Different levels of detail and precision differentiate the estimation methods
Estimation methods for time and cost grow in complexity and detail as the Project gets better defined. We start with a rough estimation and evolve until we have an estimate for every single task of the WBS.
This is simples method that uses a simple proportion to have a rough estimate: Example: to build a 3-floor buidling, it took us 12 months and U$ 15 million, to build a building with 4 floors, we will need 16 months and U$ 20 million.
To do parametric estimation, first start by identifying the dimensions that affect price, eg. area, luxury level, location, etc… and build a statictical model to get the estimate.
For example. Parametric estimation requires more data to estimate: you consider some buildings’ cost to build and observe the area, the level of the work (upscale or simple), cost of building around, etc… all these are parameters that you can use in a regression analysis to infer the cost of the project.
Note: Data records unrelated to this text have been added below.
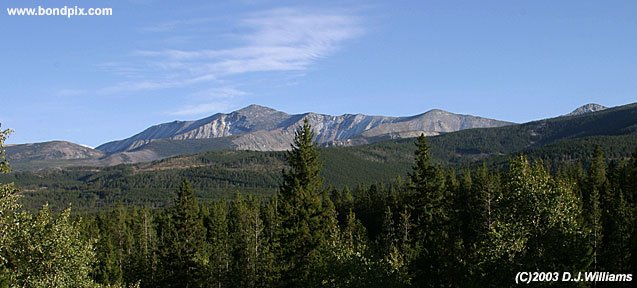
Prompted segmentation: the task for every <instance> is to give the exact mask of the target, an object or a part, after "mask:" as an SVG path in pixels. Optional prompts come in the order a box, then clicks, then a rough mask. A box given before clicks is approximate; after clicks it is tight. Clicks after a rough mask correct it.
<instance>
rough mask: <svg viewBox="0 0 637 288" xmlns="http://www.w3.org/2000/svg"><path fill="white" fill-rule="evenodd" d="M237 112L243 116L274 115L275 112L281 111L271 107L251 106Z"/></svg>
mask: <svg viewBox="0 0 637 288" xmlns="http://www.w3.org/2000/svg"><path fill="white" fill-rule="evenodd" d="M235 112H237V113H241V114H255V113H273V112H279V111H277V110H274V109H272V108H270V107H265V106H261V105H257V104H251V105H248V106H246V107H243V108H241V109H239V110H237V111H235Z"/></svg>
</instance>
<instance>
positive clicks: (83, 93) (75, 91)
mask: <svg viewBox="0 0 637 288" xmlns="http://www.w3.org/2000/svg"><path fill="white" fill-rule="evenodd" d="M83 94H86V91H84V90H80V89H62V90H59V91H57V92H56V93H55V95H57V96H79V95H83Z"/></svg>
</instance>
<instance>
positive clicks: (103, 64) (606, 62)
mask: <svg viewBox="0 0 637 288" xmlns="http://www.w3.org/2000/svg"><path fill="white" fill-rule="evenodd" d="M167 2H168V3H167ZM37 5H41V6H44V7H50V8H54V7H63V6H64V5H68V6H75V5H78V6H80V7H85V8H89V7H110V8H113V14H114V15H113V16H110V17H73V18H70V19H67V18H65V17H55V16H46V17H15V16H12V17H10V16H8V15H7V11H6V8H7V7H22V6H23V7H36V6H37ZM0 8H1V10H0V37H2V41H1V42H0V43H1V45H0V61H1V62H0V63H2V67H3V68H2V77H0V95H1V96H0V99H1V103H2V108H3V109H2V111H1V112H0V123H2V128H11V129H13V130H15V133H14V134H13V135H12V136H11V137H10V138H9V140H8V141H7V142H8V143H26V142H41V141H48V140H56V139H57V140H69V141H72V142H76V143H80V144H86V145H91V146H97V145H99V144H102V143H104V142H107V141H110V140H116V139H122V138H126V137H129V136H131V135H133V134H135V133H137V132H140V131H142V130H143V129H145V128H147V127H149V126H151V125H154V124H159V123H162V122H169V121H173V120H192V119H199V118H203V117H205V116H209V115H211V114H214V113H218V112H229V111H232V110H235V109H238V108H241V107H243V106H246V105H249V104H253V103H255V104H260V105H264V106H269V107H272V108H275V109H278V110H281V111H285V112H288V113H303V112H308V111H313V112H318V113H326V114H334V115H340V114H344V113H365V114H373V115H391V116H406V115H414V114H419V113H422V112H425V111H427V110H430V109H434V108H440V109H445V110H448V111H450V112H454V113H464V114H473V115H479V116H484V117H490V118H496V119H501V120H509V121H514V122H525V121H529V120H535V119H541V118H546V117H552V116H557V115H560V114H564V113H567V112H569V111H571V110H572V109H574V108H576V107H578V106H580V105H582V104H585V103H589V102H596V103H600V104H603V105H606V106H615V105H622V104H627V103H631V102H635V101H637V100H636V99H637V93H636V91H637V65H636V64H637V52H636V51H637V17H635V14H636V13H637V1H612V0H611V1H586V0H579V1H566V0H564V1H549V0H547V1H543V0H518V1H511V0H502V1H453V0H452V1H449V0H440V1H427V0H422V1H353V0H342V1H267V0H262V1H261V0H245V1H198V0H197V1H196V0H189V1H154V0H128V1H125V0H121V1H107V0H103V1H88V0H85V1H63V0H55V1H54V0H48V1H6V0H0Z"/></svg>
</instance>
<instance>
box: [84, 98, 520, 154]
mask: <svg viewBox="0 0 637 288" xmlns="http://www.w3.org/2000/svg"><path fill="white" fill-rule="evenodd" d="M305 118H307V119H308V120H309V122H310V124H311V125H312V127H314V129H315V133H316V135H317V142H318V143H319V144H320V145H324V146H330V145H349V144H348V143H357V144H364V143H370V141H373V140H372V139H371V138H378V137H380V138H383V137H384V138H404V137H413V136H414V135H419V134H420V133H424V134H426V135H438V134H440V133H448V132H454V131H458V130H461V129H469V128H486V127H500V126H506V125H511V124H514V123H511V122H506V121H500V120H494V119H488V118H482V117H478V116H472V115H462V114H454V113H451V112H447V111H444V110H440V109H432V110H429V111H427V112H425V113H422V114H418V115H413V116H407V117H392V116H369V115H364V114H343V115H338V116H335V115H327V114H319V113H314V112H307V113H302V114H287V113H285V112H281V111H277V110H275V109H272V108H269V107H265V106H261V105H256V104H252V105H249V106H246V107H244V108H242V109H239V110H236V111H233V112H230V113H217V114H214V115H211V116H208V117H206V118H202V119H199V120H194V121H173V122H168V123H162V124H158V125H154V126H151V127H149V128H147V129H145V130H144V131H142V132H140V133H138V134H135V135H133V136H131V137H129V138H126V139H122V140H117V141H111V142H108V143H105V144H102V145H100V146H98V147H97V148H96V149H97V150H100V151H102V152H104V153H106V154H114V153H118V152H127V151H128V152H130V151H132V150H135V149H139V148H141V147H143V146H145V145H148V144H149V143H150V142H152V141H156V140H162V139H163V140H192V139H212V138H223V137H229V136H237V137H236V138H235V139H234V140H233V144H234V147H235V149H239V150H258V151H280V150H286V149H287V148H288V147H289V143H290V141H291V139H292V137H293V135H294V130H295V129H296V127H298V126H299V125H300V124H301V121H302V120H303V119H305ZM352 141H353V142H352Z"/></svg>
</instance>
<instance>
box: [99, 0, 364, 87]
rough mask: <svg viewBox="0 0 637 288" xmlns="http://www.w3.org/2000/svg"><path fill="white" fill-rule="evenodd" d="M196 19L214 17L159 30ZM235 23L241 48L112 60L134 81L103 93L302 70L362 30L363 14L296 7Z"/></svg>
mask: <svg viewBox="0 0 637 288" xmlns="http://www.w3.org/2000/svg"><path fill="white" fill-rule="evenodd" d="M193 21H194V22H196V23H198V22H202V21H204V22H205V21H208V19H195V20H192V21H174V22H168V23H164V24H163V25H159V26H157V27H156V29H155V30H158V31H159V30H161V31H164V30H165V31H172V30H178V28H179V27H180V26H182V25H191V24H193V23H192V22H193ZM235 24H236V27H235V28H236V29H238V30H240V31H243V32H242V33H241V34H240V35H238V36H237V38H238V39H239V40H240V43H239V44H238V45H236V46H235V47H231V48H226V49H197V50H187V49H163V50H162V49H160V50H140V51H136V52H135V53H134V55H135V57H136V58H137V59H136V60H135V61H134V62H135V63H136V65H132V66H131V65H129V64H128V65H127V64H124V63H109V65H107V66H106V67H107V68H108V69H110V70H112V71H115V73H118V74H119V75H123V76H128V77H129V79H130V80H127V81H123V82H120V83H119V84H117V85H114V86H113V87H108V88H105V89H103V91H102V92H103V93H120V92H134V91H145V90H157V89H166V88H179V87H187V86H191V85H195V84H200V83H206V82H213V81H217V80H219V79H224V80H226V81H231V79H230V78H231V77H232V76H235V75H240V74H246V73H254V72H261V73H265V72H296V73H298V72H299V71H305V70H307V69H309V68H310V67H311V65H312V64H314V63H315V62H316V61H318V60H320V59H323V58H325V57H328V56H329V55H331V54H332V53H333V52H334V51H336V50H337V49H338V48H339V47H340V46H341V45H342V43H343V42H344V41H346V40H348V39H351V38H354V37H356V36H358V35H359V34H361V32H362V29H361V27H360V25H359V21H358V19H357V18H356V17H355V16H352V15H350V14H347V13H339V12H329V11H319V12H316V11H310V10H301V9H293V8H284V9H275V10H269V11H265V12H260V13H253V14H249V15H247V16H246V17H244V18H243V19H240V20H238V21H237V23H235ZM147 30H148V29H147ZM140 59H141V60H140ZM229 79H230V80H229Z"/></svg>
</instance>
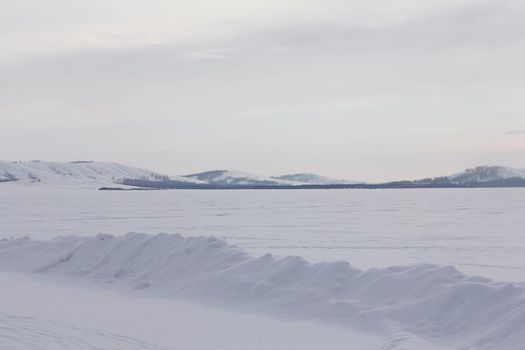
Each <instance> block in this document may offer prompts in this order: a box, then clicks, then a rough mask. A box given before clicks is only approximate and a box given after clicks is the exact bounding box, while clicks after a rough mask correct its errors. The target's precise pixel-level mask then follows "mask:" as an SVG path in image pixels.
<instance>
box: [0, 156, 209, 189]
mask: <svg viewBox="0 0 525 350" xmlns="http://www.w3.org/2000/svg"><path fill="white" fill-rule="evenodd" d="M125 179H142V180H147V181H168V180H173V181H180V182H188V183H200V181H198V180H194V179H191V178H184V177H180V176H167V175H163V174H160V173H156V172H153V171H150V170H145V169H140V168H134V167H130V166H126V165H122V164H118V163H101V162H92V161H76V162H69V163H60V162H43V161H27V162H7V161H2V160H0V182H4V183H5V182H17V183H24V184H47V185H76V186H78V185H88V186H89V185H91V186H93V185H94V186H110V185H114V184H115V183H122V181H124V180H125Z"/></svg>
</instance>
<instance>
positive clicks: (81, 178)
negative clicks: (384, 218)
mask: <svg viewBox="0 0 525 350" xmlns="http://www.w3.org/2000/svg"><path fill="white" fill-rule="evenodd" d="M0 183H19V184H49V185H58V186H62V185H73V186H89V187H93V186H98V187H104V188H106V189H114V188H115V187H117V186H124V187H125V188H137V187H141V188H162V189H167V188H196V189H247V188H254V189H259V188H263V189H269V188H271V189H273V188H275V189H283V188H425V187H514V186H516V187H525V169H514V168H508V167H502V166H479V167H476V168H472V169H467V170H465V171H464V172H461V173H457V174H453V175H448V176H440V177H434V178H426V179H419V180H406V181H394V182H385V183H375V184H370V183H368V184H367V183H362V182H361V183H360V182H356V181H347V180H341V179H333V178H329V177H325V176H321V175H316V174H309V173H297V174H289V175H280V176H261V175H256V174H251V173H246V172H241V171H231V170H212V171H206V172H202V173H197V174H189V175H183V176H170V175H165V174H160V173H157V172H153V171H150V170H146V169H141V168H135V167H129V166H126V165H122V164H118V163H102V162H93V161H75V162H69V163H59V162H44V161H27V162H7V161H0Z"/></svg>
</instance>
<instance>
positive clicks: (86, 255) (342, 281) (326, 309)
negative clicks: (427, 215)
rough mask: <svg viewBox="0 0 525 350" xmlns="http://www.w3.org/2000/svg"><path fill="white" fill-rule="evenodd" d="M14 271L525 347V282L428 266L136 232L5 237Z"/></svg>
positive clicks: (502, 344)
mask: <svg viewBox="0 0 525 350" xmlns="http://www.w3.org/2000/svg"><path fill="white" fill-rule="evenodd" d="M0 266H1V267H3V268H6V269H12V270H16V271H27V272H39V273H54V274H65V275H71V276H82V277H85V278H88V279H90V280H96V281H99V282H106V283H118V284H124V285H129V286H131V287H133V288H136V289H150V290H152V291H153V290H154V291H156V292H161V293H167V294H168V295H172V296H179V297H187V298H191V299H194V300H195V299H200V300H204V301H207V302H209V301H212V302H218V303H221V304H223V305H235V307H242V308H244V309H248V310H259V311H265V312H272V313H280V314H286V315H288V316H291V317H297V318H305V317H306V318H316V319H320V320H323V321H328V322H336V323H338V324H342V325H345V326H350V327H355V328H358V329H360V330H366V331H369V332H374V333H381V334H389V333H391V332H409V333H412V334H416V335H418V336H420V337H422V338H424V339H429V340H431V341H432V342H434V343H436V344H440V345H443V346H446V347H447V348H454V349H512V350H517V349H523V348H524V347H523V345H522V344H524V343H525V332H523V330H524V329H525V286H523V285H520V284H513V283H495V282H492V281H490V280H488V279H484V278H480V277H469V276H465V275H463V274H461V273H460V272H458V271H457V270H456V269H455V268H454V267H451V266H436V265H428V264H420V265H415V266H408V267H389V268H383V269H370V270H359V269H356V268H354V267H352V266H350V264H348V263H347V262H342V261H339V262H331V263H317V264H311V263H309V262H307V261H306V260H304V259H302V258H301V257H294V256H289V257H282V258H278V257H274V256H272V255H269V254H267V255H263V256H260V257H252V256H249V255H248V254H246V253H245V252H244V251H242V250H241V249H239V248H237V247H234V246H230V245H228V244H227V243H226V242H224V241H222V240H219V239H216V238H206V237H189V238H184V237H182V236H181V235H166V234H159V235H155V236H150V235H145V234H128V235H126V236H124V237H114V236H111V235H104V234H100V235H98V236H96V237H75V236H70V237H58V238H55V239H52V240H50V241H33V240H31V239H29V238H23V239H13V240H3V241H0Z"/></svg>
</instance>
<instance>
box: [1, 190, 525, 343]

In a regression using model Y = a X0 + b X1 + epsilon, where Y is the cost of the building, X0 is the constructed area and X1 is the quality level of the construction (1 for luxury, 0 for basic) and epsilon is there to capture all the other unobserved parameters. As you refine the model, epsilon should evolve towards zero so your trust in the model increases. The parameters a and b are the output of the regression and they represent the contribution of each of these dimensions to explain the final cost.
This method is the most rigorous and can be applied to every activity in the WBS to get the very best estimate for the overall project.
Start with a 2 point estimation for the best, worst cases and add a third pints to represent the most probable case. These 3 points provide a probabilities distribution.
A uniform distribution constructed from a two point estimates, best and worst cases. Note that all values in the range have the same probability, what is not what actually happens: people either frontload work or do at the last minute (As Late As Possible) so that we need a third point to show how skewed is the distribution.
A three proints estimation allows for different distributions: biased left, symmetrical and biased right as indicated in the following diagram.
There are different possilbe distributions, such as Beta, Triangular or PERT and the ubiquitous symmetrical distribution known as the Normal (“Bell curve”) distribution.